Photo: Flickr user lifeontheedge

Friday, February 01, 2008

The people who brought you the 10,000-year clock are excited about Wikipedia's potential as a canonical "Futurepedia".

Think about articles like 2020 -- "If expanded greatly the official future timeline might prove to be a useful document of what we expect."

I hate to be the one to break it to them, but there's no way that's going to happen within Wikipedia proper. It's not verifiable. It doesn't cite authoritative sources. It's not encyclopedic. Basically, it breaks all the rules, and it'll get slapped down before it gains any steam. Wikipedia's incredible realized potential lives side by side with a lot of squandered potential.

You're not going to win this one by fighting it out in the AfD trenches -- anyway, 1head-to-head combat isn't the wiki way. Wikipedia desperately needs to be nested inside some broader, more permissive architecture.

2 comments:

Anonymous said...

Does there need to be a broader architecture, or can we simply count on the growing swarm of wikis to eventually subsume every potential purpose, including a Futurepedia?

Many of these, including a Futurpedia would, as you point out, violate some of the rules of Wikipedia; they would have to arrive at their own set of rules by trial and error and consensus, and in some cases might prove to be fundamentally unworkable. I started Wikipopuli.com as a home for articles that violate WP:BIO (non-notability), which is a transgression that Jimbo seems particularly to despise. It remains to be seen whether its goal of being a universal repository of biographical info is workable and stable or will come crashing down in a flood of spam and libel. In the world of wikis, it all comes down to the behavior of the crowd, which no one can predict.

Ben Yates said...

Crowds are hard to predict, but not impossible, and there's definitely stuff you can do to create the right atmosphere. In a few years people are going to be getting bachelors' degrees in online crowd-shepherding.

Does there need to be a broader architecture, or

The direction all comes down to what happens in the next couple years. The following technologies are all totally workable:

* A firefox addon or greasemonkey script that displays other content alongside articles whenever the user visits Wikipedia. (This "mashup engine" could also exist on a server somewhere instead of in the user's firefox folder. If I was a programmer I'd mash wikipedia and everything2, partly to liberate e2 from its godforsaken interface.)
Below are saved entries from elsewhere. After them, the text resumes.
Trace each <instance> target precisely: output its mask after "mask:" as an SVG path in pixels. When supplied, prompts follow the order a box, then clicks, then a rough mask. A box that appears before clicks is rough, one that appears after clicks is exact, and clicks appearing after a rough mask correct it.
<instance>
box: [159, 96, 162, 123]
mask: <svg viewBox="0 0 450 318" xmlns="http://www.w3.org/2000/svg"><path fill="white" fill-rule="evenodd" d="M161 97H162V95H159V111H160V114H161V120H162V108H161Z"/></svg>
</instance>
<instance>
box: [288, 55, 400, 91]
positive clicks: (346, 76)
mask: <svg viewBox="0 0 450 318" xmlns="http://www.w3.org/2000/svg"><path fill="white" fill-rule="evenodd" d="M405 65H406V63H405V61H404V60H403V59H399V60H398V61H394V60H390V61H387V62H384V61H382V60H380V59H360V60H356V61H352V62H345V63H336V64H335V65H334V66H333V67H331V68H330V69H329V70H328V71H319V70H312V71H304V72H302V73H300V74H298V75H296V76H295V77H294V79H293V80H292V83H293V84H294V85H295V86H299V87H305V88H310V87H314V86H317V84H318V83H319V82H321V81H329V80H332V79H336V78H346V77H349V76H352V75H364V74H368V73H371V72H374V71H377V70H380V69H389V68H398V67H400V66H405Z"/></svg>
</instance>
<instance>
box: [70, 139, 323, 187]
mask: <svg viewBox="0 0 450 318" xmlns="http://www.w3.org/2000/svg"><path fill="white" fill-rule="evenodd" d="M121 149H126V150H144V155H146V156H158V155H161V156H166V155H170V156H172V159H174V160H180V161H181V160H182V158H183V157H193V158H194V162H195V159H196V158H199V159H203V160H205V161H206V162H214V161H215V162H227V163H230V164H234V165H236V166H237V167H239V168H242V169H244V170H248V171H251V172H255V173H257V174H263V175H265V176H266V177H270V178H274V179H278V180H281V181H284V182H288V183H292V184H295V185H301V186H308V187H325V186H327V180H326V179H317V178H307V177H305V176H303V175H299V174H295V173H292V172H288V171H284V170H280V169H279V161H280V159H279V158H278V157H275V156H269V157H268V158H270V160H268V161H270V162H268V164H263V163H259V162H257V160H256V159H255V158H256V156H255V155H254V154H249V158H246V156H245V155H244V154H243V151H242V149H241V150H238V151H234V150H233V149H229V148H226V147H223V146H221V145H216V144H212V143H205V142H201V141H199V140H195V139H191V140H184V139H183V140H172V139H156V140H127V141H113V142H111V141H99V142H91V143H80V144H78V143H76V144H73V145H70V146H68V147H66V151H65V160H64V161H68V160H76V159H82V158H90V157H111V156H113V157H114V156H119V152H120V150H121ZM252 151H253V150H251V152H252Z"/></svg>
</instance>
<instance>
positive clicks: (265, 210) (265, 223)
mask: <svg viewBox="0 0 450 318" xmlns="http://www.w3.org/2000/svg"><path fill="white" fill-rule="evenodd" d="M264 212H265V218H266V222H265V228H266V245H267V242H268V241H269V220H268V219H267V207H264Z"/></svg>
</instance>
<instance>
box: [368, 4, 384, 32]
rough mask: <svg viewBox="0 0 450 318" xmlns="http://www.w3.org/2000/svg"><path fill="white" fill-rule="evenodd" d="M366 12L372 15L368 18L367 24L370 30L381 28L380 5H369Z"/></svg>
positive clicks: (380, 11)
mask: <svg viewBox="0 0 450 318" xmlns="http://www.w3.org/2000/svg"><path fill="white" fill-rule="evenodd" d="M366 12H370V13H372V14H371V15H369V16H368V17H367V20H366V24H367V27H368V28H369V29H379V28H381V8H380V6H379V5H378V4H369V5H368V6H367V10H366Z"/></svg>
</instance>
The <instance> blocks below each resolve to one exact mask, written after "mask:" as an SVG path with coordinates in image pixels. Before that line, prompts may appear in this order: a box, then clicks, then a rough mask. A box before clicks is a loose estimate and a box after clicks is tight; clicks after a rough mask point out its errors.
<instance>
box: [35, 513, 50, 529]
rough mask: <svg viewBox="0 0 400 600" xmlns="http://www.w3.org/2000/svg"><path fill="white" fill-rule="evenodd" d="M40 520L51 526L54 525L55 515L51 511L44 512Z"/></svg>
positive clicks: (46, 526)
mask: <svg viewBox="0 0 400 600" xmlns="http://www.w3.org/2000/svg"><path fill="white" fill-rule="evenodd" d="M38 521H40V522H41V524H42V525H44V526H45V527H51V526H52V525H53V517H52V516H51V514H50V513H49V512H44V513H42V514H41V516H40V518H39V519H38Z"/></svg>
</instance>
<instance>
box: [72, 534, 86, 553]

* A wiki superset that functions like this: whenever you visit a wikipedia article page that's been deleted, you're shown the article anyway -- the article is pulled in from some other server and displayed seamlessly. (You've got to have the extension installed, of course.) Note how this sidesteps the on-wiki constraints -- you don't have to convince anyone to keep articles or change how the "this article doesn't exist" page looks; you just do it yourself and pipe it in.

There are a bunch of other ideas, but the key is implementation -- the approach that spreads will the the one that doesn't fuck it up -- and you have never seen fuckups like social software fuckups. (Interface fuckups, I mean. I'm not trying to insult programmers who are geniuses in other respects.)

Take Wikipedia's article-doesn't-exist screen. There are 2 pieces of information it's absolutely essential for the page to convey:

1. Whether this article existed at some point in the past. If not, it means you've mistyped a URL or followed a malformed link. If so, you'll probably want to know ...

2. Where you can find the article. Because you can always find it somewhere. No exceptions. If the article has been moved to another site, there should be a link. If not, the page should inform people of Wikipedia's best-kept secret -- no information is ever really gone, and you can always ask an admin to send you whatever article once existed. There should be a link to an admin who can help out.

The existing "no article here" screen flubs #1 (there's a tiny "deletion log" link that shows up even if there's never been an article, and is buried under a mountain of irellevent text if there has) and utterly fails at #2. 99% of deletion pissed-off-ness is because people think stuff was actually deleted!